After an evaluation, GNOME has moved from Bugzilla to GitLab. Learn more about GitLab.
No new issues can be reported in GNOME Bugzilla anymore.
To report an issue in a GNOME project, go to GNOME GitLab.
Do not go to GNOME Gitlab for: Bluefish, Doxygen, GnuCash, GStreamer, java-gnome, LDTP, NetworkManager, Tomboy.
Bug 774448 - GTask tasks starving in the pool, slowly processing
GTask tasks starving in the pool, slowly processing
Status: RESOLVED OBSOLETE
Product: glib
Classification: Platform
Component: gio
2.50.x
Other Linux
: Normal critical
: ---
Assigned To: gtkdev
gtkdev
Depends on:
Blocks:
 
 
Reported: 2016-11-15 04:07 UTC by Russell Stuart
Modified: 2018-05-24 19:14 UTC
See Also:
GNOME target: ---
GNOME version: ---


Attachments
Evolution hung (64.56 KB, image/png)
2016-11-15 04:07 UTC, Russell Stuart
  Details
Evolutioon Background Operation Pending (92.11 KB, image/png)
2016-11-15 04:08 UTC, Russell Stuart
  Details
Evolution backtrace whenhung as requested (71.71 KB, text/plain)
2016-11-30 06:30 UTC, Russell Stuart
  Details
Screenshot when backtrace was taken (1013.75 KB, image/png)
2016-11-30 06:31 UTC, Russell Stuart
  Details
Strace of hung evolution when backtrace was taken (464.59 KB, text/plain)
2016-11-30 06:41 UTC, Russell Stuart
  Details
lsof of evolution when backtrace was done (68.47 KB, text/plain)
2016-11-30 06:52 UTC, Russell Stuart
  Details
debug prints (12.61 KB, text/plain)
2016-12-08 17:33 UTC, Milan Crha
  Details
Backtrace (17.78 KB, text/plain)
2016-12-11 08:28 UTC, Russell Stuart
  Details
proposed patch (2.82 KB, patch)
2017-03-22 15:28 UTC, Milan Crha
none Details | Review

Description Russell Stuart 2016-11-15 04:07:12 UTC
Created attachment 339875 [details]
Evolution hung

Version: Debian evolution_3.22.2-1_amd64

Evolution hangs sometimes on startup.  I suspect it starts successfully if there is no email to fetch, and always hangs if there is email to fetch.

Screen shot in the hung state attached as "evolution-hung.png".

It is not completely hung.  File --> Quit prompts with "Close Evolution with Pending Background Operations?" after a wile, and "Close Immediately" does just that.  Whether it restarts without hanging is a lottery, but my guess is if it has finished collecting email it is successful.

Screen short with ie asking to exit with Pending Background Operations is attached as: "evolution-pending.png".

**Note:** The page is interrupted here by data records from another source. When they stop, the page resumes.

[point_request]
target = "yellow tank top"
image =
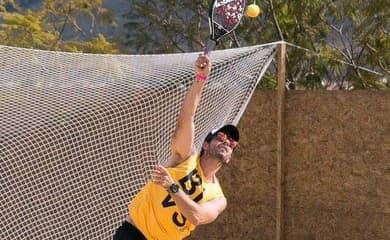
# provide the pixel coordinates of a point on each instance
(154, 212)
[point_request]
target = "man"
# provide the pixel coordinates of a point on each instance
(185, 192)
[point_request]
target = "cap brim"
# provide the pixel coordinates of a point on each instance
(231, 130)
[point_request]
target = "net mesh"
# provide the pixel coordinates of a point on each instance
(80, 133)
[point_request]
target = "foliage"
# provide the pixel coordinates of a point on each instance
(57, 25)
(338, 40)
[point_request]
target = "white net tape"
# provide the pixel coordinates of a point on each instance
(79, 133)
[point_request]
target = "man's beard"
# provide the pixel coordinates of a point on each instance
(218, 155)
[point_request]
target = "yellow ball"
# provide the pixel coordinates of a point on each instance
(253, 10)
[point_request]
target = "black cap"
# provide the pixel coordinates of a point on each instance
(229, 129)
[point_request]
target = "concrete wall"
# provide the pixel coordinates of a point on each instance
(337, 160)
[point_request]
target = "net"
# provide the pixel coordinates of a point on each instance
(79, 133)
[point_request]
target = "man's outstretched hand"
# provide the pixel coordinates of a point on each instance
(202, 65)
(161, 176)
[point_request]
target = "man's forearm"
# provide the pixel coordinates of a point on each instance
(190, 209)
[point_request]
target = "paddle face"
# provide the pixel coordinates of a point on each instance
(224, 17)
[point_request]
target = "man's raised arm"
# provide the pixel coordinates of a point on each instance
(182, 145)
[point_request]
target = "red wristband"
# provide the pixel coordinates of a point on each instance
(201, 77)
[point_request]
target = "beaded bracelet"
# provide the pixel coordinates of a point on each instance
(201, 77)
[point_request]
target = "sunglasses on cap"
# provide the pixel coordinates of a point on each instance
(222, 137)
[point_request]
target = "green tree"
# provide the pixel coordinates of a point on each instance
(57, 25)
(342, 44)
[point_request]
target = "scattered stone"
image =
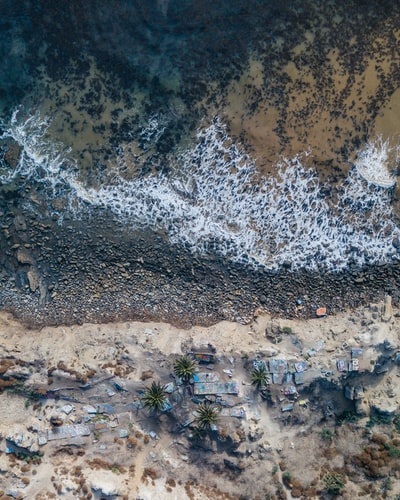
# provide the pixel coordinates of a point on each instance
(24, 256)
(67, 409)
(20, 439)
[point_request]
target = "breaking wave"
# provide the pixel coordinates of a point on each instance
(214, 200)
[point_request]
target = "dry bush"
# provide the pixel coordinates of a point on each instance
(5, 364)
(150, 472)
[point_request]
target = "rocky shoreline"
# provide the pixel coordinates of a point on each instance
(74, 422)
(54, 274)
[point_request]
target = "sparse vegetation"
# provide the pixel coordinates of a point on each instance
(259, 376)
(155, 397)
(207, 416)
(334, 483)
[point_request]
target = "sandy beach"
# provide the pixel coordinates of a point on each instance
(134, 455)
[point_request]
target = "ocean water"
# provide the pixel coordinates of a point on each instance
(262, 134)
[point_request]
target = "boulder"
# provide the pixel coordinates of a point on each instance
(19, 439)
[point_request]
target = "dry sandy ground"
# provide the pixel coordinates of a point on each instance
(168, 466)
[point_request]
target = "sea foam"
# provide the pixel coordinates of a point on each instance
(214, 200)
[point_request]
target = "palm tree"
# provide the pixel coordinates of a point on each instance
(155, 397)
(207, 415)
(259, 376)
(184, 368)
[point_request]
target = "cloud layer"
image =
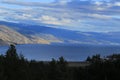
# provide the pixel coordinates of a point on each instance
(81, 15)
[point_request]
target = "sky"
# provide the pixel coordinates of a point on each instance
(78, 15)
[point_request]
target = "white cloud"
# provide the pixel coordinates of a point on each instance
(53, 20)
(117, 3)
(100, 16)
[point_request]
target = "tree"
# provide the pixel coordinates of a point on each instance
(11, 52)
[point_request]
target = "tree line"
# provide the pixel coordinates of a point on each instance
(16, 67)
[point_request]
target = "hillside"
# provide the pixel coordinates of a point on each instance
(9, 35)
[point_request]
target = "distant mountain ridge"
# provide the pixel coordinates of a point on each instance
(37, 34)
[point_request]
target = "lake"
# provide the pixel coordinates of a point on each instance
(69, 52)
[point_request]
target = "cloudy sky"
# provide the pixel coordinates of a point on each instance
(80, 15)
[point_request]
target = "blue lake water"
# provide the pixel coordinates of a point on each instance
(69, 52)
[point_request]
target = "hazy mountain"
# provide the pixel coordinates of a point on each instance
(47, 35)
(9, 35)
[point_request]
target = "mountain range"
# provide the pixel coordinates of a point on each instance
(20, 33)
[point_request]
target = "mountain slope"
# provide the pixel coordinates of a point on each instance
(9, 35)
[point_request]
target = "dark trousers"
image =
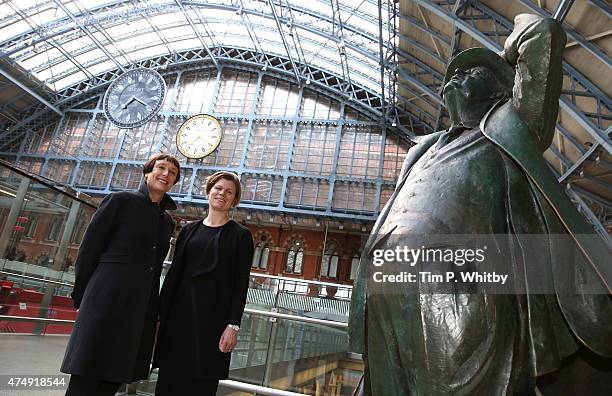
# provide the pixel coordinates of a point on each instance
(83, 386)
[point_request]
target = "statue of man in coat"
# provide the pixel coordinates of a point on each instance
(485, 175)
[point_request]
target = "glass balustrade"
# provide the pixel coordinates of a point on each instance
(41, 229)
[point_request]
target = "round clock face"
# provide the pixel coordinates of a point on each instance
(199, 136)
(134, 98)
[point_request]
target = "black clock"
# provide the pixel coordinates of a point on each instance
(134, 98)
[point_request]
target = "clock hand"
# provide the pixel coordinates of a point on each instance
(141, 102)
(127, 103)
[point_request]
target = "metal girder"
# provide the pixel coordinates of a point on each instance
(596, 52)
(279, 26)
(88, 33)
(188, 18)
(29, 91)
(604, 6)
(110, 12)
(562, 9)
(578, 163)
(565, 104)
(327, 82)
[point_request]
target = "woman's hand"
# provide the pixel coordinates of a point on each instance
(228, 340)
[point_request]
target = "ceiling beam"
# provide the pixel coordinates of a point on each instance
(182, 7)
(29, 91)
(88, 33)
(284, 39)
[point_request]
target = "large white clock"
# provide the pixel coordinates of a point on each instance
(199, 136)
(134, 98)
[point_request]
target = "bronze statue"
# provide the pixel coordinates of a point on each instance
(485, 175)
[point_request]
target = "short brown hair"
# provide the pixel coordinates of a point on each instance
(150, 164)
(215, 177)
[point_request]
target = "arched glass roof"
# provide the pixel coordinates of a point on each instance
(64, 42)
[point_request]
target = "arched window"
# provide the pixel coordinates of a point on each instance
(78, 232)
(260, 256)
(354, 266)
(295, 258)
(54, 228)
(329, 264)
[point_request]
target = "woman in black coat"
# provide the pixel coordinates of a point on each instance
(116, 289)
(203, 296)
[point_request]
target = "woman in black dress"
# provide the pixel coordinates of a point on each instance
(203, 296)
(116, 290)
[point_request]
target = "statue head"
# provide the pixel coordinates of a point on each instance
(475, 80)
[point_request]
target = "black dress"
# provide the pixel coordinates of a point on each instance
(177, 371)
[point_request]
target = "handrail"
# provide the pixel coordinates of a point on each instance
(296, 318)
(37, 279)
(13, 318)
(339, 285)
(246, 310)
(257, 389)
(39, 179)
(253, 274)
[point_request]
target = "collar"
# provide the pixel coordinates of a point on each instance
(166, 203)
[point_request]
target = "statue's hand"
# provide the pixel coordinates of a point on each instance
(522, 23)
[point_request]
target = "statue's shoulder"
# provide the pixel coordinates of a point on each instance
(428, 140)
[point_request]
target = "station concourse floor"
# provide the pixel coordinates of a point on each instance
(27, 355)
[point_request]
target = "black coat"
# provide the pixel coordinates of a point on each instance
(117, 287)
(216, 302)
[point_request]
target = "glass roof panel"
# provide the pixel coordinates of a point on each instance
(131, 32)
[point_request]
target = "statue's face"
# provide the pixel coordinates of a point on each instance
(468, 91)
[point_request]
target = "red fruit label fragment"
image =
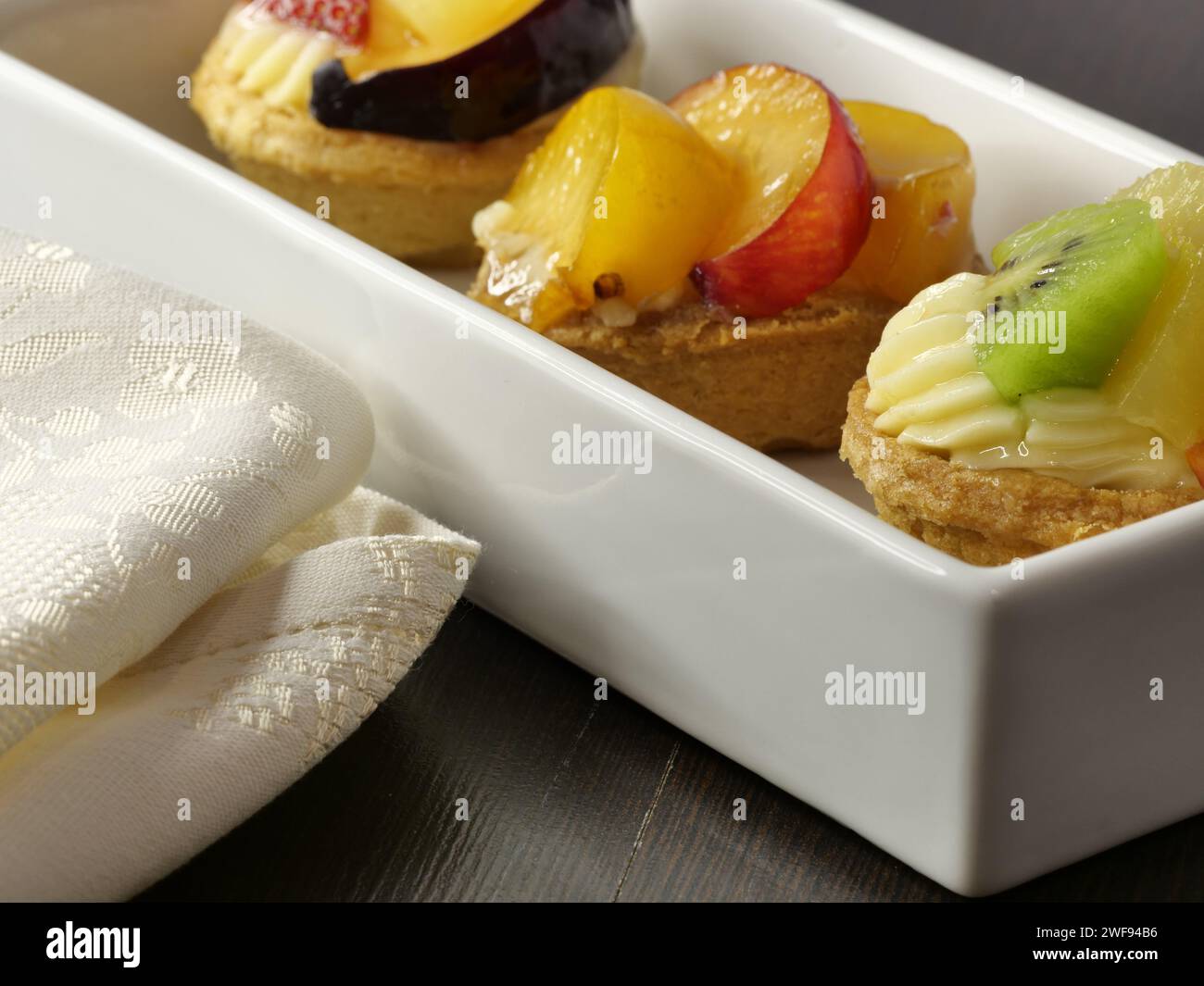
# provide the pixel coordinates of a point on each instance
(345, 19)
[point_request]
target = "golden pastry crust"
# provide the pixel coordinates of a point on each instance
(410, 199)
(985, 517)
(782, 387)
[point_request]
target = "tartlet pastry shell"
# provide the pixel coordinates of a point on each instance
(783, 385)
(410, 199)
(985, 517)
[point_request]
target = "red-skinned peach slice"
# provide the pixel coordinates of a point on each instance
(820, 229)
(1196, 460)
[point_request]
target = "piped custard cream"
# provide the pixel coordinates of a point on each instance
(927, 392)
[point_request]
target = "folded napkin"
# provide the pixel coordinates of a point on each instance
(180, 524)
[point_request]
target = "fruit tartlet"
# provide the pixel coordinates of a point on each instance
(734, 252)
(402, 117)
(1056, 399)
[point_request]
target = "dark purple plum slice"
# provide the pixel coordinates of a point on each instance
(534, 65)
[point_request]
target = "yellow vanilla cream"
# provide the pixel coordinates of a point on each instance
(927, 392)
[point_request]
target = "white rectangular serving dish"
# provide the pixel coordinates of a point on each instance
(1035, 689)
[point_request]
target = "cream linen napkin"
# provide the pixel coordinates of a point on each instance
(179, 516)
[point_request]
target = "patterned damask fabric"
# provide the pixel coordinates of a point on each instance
(177, 516)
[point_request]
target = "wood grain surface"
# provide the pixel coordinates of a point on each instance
(577, 800)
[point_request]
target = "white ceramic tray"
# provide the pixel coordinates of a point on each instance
(1035, 689)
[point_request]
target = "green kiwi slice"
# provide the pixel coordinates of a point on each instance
(1067, 293)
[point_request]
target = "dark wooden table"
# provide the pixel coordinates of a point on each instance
(576, 800)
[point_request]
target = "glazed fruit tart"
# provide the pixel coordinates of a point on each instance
(1056, 399)
(402, 117)
(735, 251)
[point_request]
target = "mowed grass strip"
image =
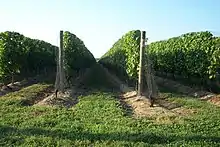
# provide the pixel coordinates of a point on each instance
(99, 120)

It will from time to time hang in an identical fashion during normal operation.
Comment 1 Russell Stuart 2016-11-15 04:08:26 UTC
Created attachment 339876 [details]
Evolutioon Background Operation Pending
Comment 2 Milan Crha 2016-11-29 10:01:55 UTC
Thanks for a bug report. I guess you got out of free threads, which causes the hang. Could you install debuginfo packages for the evolution-data-server, evolution, glib2 and eventually also for the glib-netowrking, please?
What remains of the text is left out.